Oil prices fell on Friday after OPEC+ postponed planned supply hikes and extended the end of deep production cuts until the end of 2026 on concerns about weak demand.
Brent crude futures were down 6 cents, or 0.1%, at $72.03 a barrel by 0336 GMT. WTI crude futures were down 1 cent to $68.29 a barrel.
Brent had been expected to fall more than 1% for the week, while WTI gained marginally 0.1%.
OPEC+ on Thursday postponed the start of oil output hikes by three months to April and extended the end of the cuts by a year to the end of 2026.
The group had planned to end the cuts in October 2024, but slowing global demand and rising production have forced several postponements.
Aside from last week’s surprise drop in US crude inventories and OPEC+’s extension of plans to increase production to September 2026, oil prices have fallen further amid growing concerns about weakening global demand and oversupplied markets.
With growing concerns about global oil demand in 2025, even the softening of the US dollar in the last few sessions appears unlikely to correct the ground under oil prices.

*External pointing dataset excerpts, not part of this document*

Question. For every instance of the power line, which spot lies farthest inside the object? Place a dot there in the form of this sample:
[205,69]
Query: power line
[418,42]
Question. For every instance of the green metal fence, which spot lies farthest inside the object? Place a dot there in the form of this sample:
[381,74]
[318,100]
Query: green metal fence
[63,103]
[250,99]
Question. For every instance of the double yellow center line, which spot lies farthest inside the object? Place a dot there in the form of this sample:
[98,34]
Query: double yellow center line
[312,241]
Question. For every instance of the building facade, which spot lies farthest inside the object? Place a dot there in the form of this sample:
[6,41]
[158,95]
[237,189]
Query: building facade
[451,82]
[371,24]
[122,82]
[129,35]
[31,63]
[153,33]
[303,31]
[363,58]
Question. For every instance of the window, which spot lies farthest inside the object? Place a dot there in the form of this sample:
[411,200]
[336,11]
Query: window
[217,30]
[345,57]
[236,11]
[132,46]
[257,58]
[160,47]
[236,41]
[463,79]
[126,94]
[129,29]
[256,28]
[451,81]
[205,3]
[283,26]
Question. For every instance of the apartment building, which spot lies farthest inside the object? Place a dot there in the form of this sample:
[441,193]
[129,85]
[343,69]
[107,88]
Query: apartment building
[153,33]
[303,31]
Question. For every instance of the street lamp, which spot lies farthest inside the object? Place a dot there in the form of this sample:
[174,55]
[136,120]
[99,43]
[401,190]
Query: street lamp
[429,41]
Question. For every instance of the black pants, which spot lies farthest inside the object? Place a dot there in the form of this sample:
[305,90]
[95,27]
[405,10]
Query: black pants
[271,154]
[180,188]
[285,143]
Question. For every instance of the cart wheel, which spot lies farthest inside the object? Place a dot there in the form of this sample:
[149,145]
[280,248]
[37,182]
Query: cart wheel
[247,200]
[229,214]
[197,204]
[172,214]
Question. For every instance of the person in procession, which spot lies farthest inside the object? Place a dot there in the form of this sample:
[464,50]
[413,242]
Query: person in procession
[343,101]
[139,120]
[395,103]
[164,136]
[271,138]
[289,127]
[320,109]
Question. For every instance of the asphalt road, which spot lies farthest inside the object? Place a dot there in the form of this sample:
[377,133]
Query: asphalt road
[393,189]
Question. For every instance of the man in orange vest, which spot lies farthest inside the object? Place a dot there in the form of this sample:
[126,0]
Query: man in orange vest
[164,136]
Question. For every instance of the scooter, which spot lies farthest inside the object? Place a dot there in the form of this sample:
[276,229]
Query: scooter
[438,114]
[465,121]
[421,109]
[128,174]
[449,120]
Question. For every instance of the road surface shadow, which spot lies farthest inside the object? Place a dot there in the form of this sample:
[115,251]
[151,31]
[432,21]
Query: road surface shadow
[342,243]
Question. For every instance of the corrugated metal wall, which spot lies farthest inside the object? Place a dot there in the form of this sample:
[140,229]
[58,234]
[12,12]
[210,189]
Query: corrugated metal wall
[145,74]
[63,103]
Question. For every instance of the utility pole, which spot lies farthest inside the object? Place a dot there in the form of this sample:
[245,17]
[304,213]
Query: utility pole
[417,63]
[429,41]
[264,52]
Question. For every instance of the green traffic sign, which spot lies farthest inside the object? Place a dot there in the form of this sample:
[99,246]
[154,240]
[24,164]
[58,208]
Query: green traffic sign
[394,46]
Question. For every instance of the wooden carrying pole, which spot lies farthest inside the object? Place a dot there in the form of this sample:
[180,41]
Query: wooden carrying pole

The latest extension brings OPEC+ production below major banks’ previous forecasts, which could support the market in the future.
However, concerns that supply will exceed demand even next year are weighing on prices further.
Saudi Arabian oil production is also forecast to remain in the low 9 million bpd range in 2025. Still, even with this supply discipline, the market is expected to be oversupplied by more than 1 million bpd.
Looking ahead to next year, a heavy surplus is forecast as non-OPEC supply growth offsets below-trend demand growth, dampening demand for OPEC supply and limiting the need for OPEC+ to reverse voluntary cuts.
Markets are also eyeing the U.S. nonfarm payrolls report due Friday to see if it supports expectations for a rate cut at the Fed’s next meeting.
The market is pricing in a 72% chance that the Fed will cut rates by 25 basis points at its Dec. 17-18 meeting, up from 66.5% a week ago.
Clarity on rate cuts at the Fed’s policy meeting could be reflected in oil demand forecasts in 2025.